"I assure you, Miss Gordon, I am not."
"Um, please send him up, Creote," she said. "Direct to the, uh, the work station."
She desperately hoped Aleksandr would understand that she wanted him to stall Fox in the elevator so she had time to prep her command center so she could pretend it was just a typical freelance technician's office instead of the kind of place where she coordinated unsanctioned military incursions and orchestrated hotly contested regime changes. She didn't have to worry Lucius would see the stacks and stacks of sophisticated mainframes on the server floors. Those were in the sub-basements. Babs had no idea how much time she had. It's not like she and Creote actually prepared for something like this. There were thirteen people who were allowed access to her headquarters at the Tower. Lucius Fox was not on that list. How did he even know about this place? Was it possible that Bruce had actually told him? No. If anyone understood somebody's need for secrecy, it was Bruce Wayne...
She was still cleaning things up when the elevator dinged and Fox was in her high-tech henhouse.
It hadn't taken too much for her to clear her screens of anything too revealing -- she had been running a covert op with the Birds in Madripoor, but they'd be fine without her for ten minutes.
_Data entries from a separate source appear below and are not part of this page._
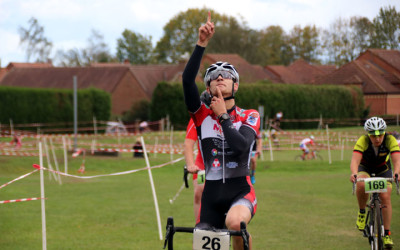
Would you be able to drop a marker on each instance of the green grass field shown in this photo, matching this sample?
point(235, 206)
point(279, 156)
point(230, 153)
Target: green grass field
point(301, 205)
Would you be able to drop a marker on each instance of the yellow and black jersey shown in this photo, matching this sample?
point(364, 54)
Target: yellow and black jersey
point(372, 160)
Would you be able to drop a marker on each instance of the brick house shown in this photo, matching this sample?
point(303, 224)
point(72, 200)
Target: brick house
point(126, 83)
Her data-crunching on everything she'd compiled about this "Leviathan" operation Batman Incorporated was fighting might be harder to explain, though. Babs figured she could just say it was something she was working for Batman, Inc. that she didn't quite understand, but she hated playing the girl who was just following orders she was too dumb to fully understand.
"Good morning, Miss Gordon," Lucius said with a whistle as he strolled onto the floor, clearly impressed. "You have a very sophisticated set-up here. Is that a Modell Mark IX holographic heads-up array? Wish we had two or three of those puppies over at the Wayne Enterprise Complex..."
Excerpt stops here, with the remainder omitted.